An analyst from CLSA, Sacha Krien, has released an extensive report revealing the planned amendments to the Interactive Gambling Act 2001, as well as other reforms, will favour Tabcorp’s wagering business.
The changes include gambling advertising bans – a plan to phase out these ads will be enforced if the Interactive Gambling Amendment bill 2016 is approved.
A national point of consumption (POC) tax and bans on credit card use is also being considered, though it has not been included in the IGA bill.
Online bookmakers have been targeted during the debate over the legislative changes, but they won’t be made illegal as offshore online gambling sites will be. Regardless, they will still be significantly impacted by the reforms.
CrownBet is one digital wagering company which has been proactive during the long legislative process.

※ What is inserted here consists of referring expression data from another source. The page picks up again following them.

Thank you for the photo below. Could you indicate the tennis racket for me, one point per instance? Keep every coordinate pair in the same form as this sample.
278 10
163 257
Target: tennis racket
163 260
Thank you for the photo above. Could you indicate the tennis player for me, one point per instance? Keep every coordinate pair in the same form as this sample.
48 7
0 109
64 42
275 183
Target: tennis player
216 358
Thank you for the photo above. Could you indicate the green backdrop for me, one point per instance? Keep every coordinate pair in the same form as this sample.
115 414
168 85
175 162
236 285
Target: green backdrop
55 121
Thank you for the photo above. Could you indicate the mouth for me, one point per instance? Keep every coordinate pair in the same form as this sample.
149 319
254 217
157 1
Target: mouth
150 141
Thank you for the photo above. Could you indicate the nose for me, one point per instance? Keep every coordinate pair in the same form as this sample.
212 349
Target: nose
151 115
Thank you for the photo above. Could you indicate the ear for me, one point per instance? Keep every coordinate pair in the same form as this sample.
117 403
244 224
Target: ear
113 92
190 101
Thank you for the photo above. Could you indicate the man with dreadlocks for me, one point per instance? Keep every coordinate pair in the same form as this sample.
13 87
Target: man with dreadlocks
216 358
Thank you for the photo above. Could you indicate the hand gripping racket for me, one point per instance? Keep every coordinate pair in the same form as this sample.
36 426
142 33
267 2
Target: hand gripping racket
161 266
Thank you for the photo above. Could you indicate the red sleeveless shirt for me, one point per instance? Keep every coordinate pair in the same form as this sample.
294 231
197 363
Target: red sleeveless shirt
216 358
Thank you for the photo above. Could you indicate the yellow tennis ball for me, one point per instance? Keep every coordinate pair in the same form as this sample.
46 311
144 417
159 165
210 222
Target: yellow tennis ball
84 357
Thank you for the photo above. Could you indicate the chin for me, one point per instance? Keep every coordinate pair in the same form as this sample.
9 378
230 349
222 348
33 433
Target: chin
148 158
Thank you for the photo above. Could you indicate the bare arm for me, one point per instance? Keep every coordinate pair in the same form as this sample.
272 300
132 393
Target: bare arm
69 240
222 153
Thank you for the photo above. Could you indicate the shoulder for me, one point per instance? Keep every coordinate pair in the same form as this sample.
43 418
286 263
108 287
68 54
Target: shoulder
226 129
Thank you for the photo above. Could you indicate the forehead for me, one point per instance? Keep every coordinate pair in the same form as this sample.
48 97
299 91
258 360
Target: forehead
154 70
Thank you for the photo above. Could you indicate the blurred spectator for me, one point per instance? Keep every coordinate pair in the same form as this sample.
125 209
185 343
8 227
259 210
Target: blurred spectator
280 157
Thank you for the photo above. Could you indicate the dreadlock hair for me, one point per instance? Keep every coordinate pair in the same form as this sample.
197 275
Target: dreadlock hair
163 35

James Packer’s online bookmaker has extended its operations to the retail landscape, threatening Tabcorp’s wagering exclusivity.
“The market share gains of the corporate bookmakers relative to the incumbent retail TABs suggests those operators have over the last 10 years disproportionately benefited from what has been a largely deregulated wagering market with ad hoc legislation across different states,” Krien said.
The Turnbull government is expected to introduce the reforms which will no doubt be supported by Tabcorp.
But Krien believes Tabcorp will not reap the benefits if the CrownBet deal with ClubsNSW goes through.
The deal will see machines installed in registered clubs across New South Wales with owners earning commission for every member who signs up using the CrownBet app in ClubNSW venues.
The deal is why Tabcorp lashed out and threatened to remove all TAB machines from participating CrownBet clubs – which is yet to happen.
Krien said if the CrownBet deal is successful – it is yet to be officially approved – “the risks to Tabcorp and Tatts are material in our view.”
He added Tabcorp will most likely fight the CrownBet deal to retain retail exclusivity by lobbying the government and even through the courts.
“It is not just retail turnover at risk,” Krien said. “To the extent that CrownBet can successfully sign up club members that are existing customers of Tabcorp digital there might also be an impact on digital revenues.
“At the very least you might expect Tabcorp digital customer acquisition, and therefore digital turnover growth, to slow in the event this deal went ahead.”
But Krien may have overlooked the importance of the CrownBet deal in relation to the Tabcorp-Tatts merger.
One of the biggest concerns about the Tatts takeover is weakened competition. While Krien highlights the CrownBet deal with ClubsNSW is a threat, he fails to note it is necessary for the Tatts merger to even be considered.
The only argument supporters of the merger state in their submissions to the Australian Competition Tribunal over the weakened competition is the CrownBet-ClubsNSW deal.
Tabcorp has also created its own digital wagering model which will be implemented within Community Clubs in Victoria and pubs and hotels across NSW Krien believes it “may sign exclusive deals with other retail groups”.
“This is a defensive step against further progress from CrownBet rather than a solution to CrownBet’s existing ClubsNSW deal,” Krien said.
Still, Krien believes Tabcorp’s digital model will earn 16 percent less revenue than CrownBet if both are subject to the same turnover amounts. He added that it increases to 42 percent less if the 15 percent POC tax is introduced.
Online bookmakers are fighting against the POC tax, as suggested by Federal Treasurer Scott Morrison, which is already being introduced in South Australia.
Krien believes the tax will be implemented, noting it would increase taxes from $10 million to a whopping $200 million for the government.